Wells Fargo will pay roughly $131.8 million directly to 401(k) plan participants who were affected, and a penalty of more than $13 million to the DOL.
Preferred stock is a class of stock that has rights superior to those of common stock, including higher dividend payments and a higher claim to assets in the event of liquidation. A holder of preferred stock has a higher claim on distributions than a common stockholder, and preferred stock grants a holder the right to claim income from a company’s operations.
The proposed class action says that the defendants, from at least 2007 through 2018, acquired preferred stock for the employee stock ownership portion of the 401(k) plan through a loan financed by Wells Fargo. The terms of the loan, the case relays, required the plan to use the dividends from that preferred stock to pay the principal and interest on the loan. However, the dividend income from the preferred stock owned by the Wells Fargo employee 401(k) plan “vastly exceeded the amounts paid on the loans,” by tens of millions or sometimes hundreds of millions per year, the lawsuit says.
Rather than use this excess dividend income for the benefit of 401(k) participants, as required by federal law, Wells Fargo instead used it to satisfy its own employer-matching contribution obligations, the lawsuit alleges.
According to the filing, Wells Fargo, its Employee Benefit Review Committee, and GreatBanc Trust Company, a fiduciary for the employee stock ownership fund within the 401(k) plan, engaged in “corporate self-dealing at the expense of the retirement savings of company employees.” Under the federal Employee Retirement Income Security Act (ERISA), the defendants, as fiduciaries, must act in the best interests of plan participants and their beneficiaries, the suit stresses.
“Defendants in this case violated that bedrock principle by favoring the economic interest of Wells Fargo over those of the Plan and its participants, to whom they owe the highest duties known to law.”

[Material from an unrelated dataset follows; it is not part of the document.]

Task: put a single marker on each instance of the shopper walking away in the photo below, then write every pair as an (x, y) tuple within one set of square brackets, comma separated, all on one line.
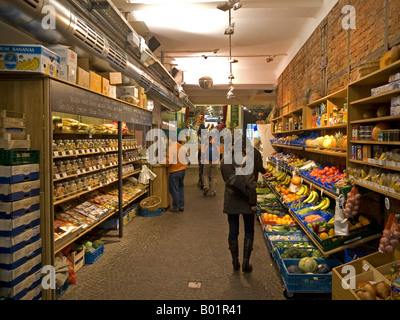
[(210, 157), (240, 199), (258, 161), (202, 126), (177, 160)]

The filing explains that preferred stock is not readily traded on a public market, and its value must be determined under the “adequate consideration” standard, which, for an asset other than a security, is defined as the fair market value as of the date of the transaction.
When valuing the preferred stock at issue, Wells Fargo and GreatBanc, among other things, “factored the projected income from Preferred Stock dividends into the fair market value of the stock,” the case says. But Wells Fargo, with “the knowledge and approval of the other Defendants,” used that dividend income for its own purposes, meaning the 401(k) plan essentially paid for dividends that it did not and would not receive since the bank used the income to satisfy its own contribution obligations, the lawsuit alleges.
“Defendants knew Wells Fargo was diverting dividend income from the Plan and therefore caused the Plan to pay more than fair market value each time it acquired Preferred Stock because the fair market value agreed to by GreatBanc, Wells Fargo, and [CEO Timothy J. Sloan] included a future stream of dividend payments which they knew would not be received by the Plan or used for the benefit of the participants and beneficiaries, but instead would be diverted to defray Well Fargo’s obligation to make matching contributions to the Plan.”
By causing 401(k) plan participants to pay higher than the fair market value for preferred stock, the plan took on liabilities, the employee stock ownership plan notes, that “exceeded the fair market value of the principal on those notes,” the filing says. As a result, the plan paid too much interest on the principal, and because both the principal and interest were inflated, when the preferred stock was later converted to common stock and allocated to participants’ accounts, less preferred stock was converted than if the plan had paid fair market value, the complaint states.
Further, had all the dividends from the preferred stock been used to pay the employee stock ownership plan notes, the plan and participants would have received “many more shares” of common stock when more preferred stock was converted to common and allocated to participants, the suit adds.
The lawsuit looks to cover all participants in the Wells Fargo & Co. 401(k) plan from September 27, 2016 through the date of judgment who held any portion of their plan accounts, at any time during that period, in the Wells Fargo employee stock ownership plan fund.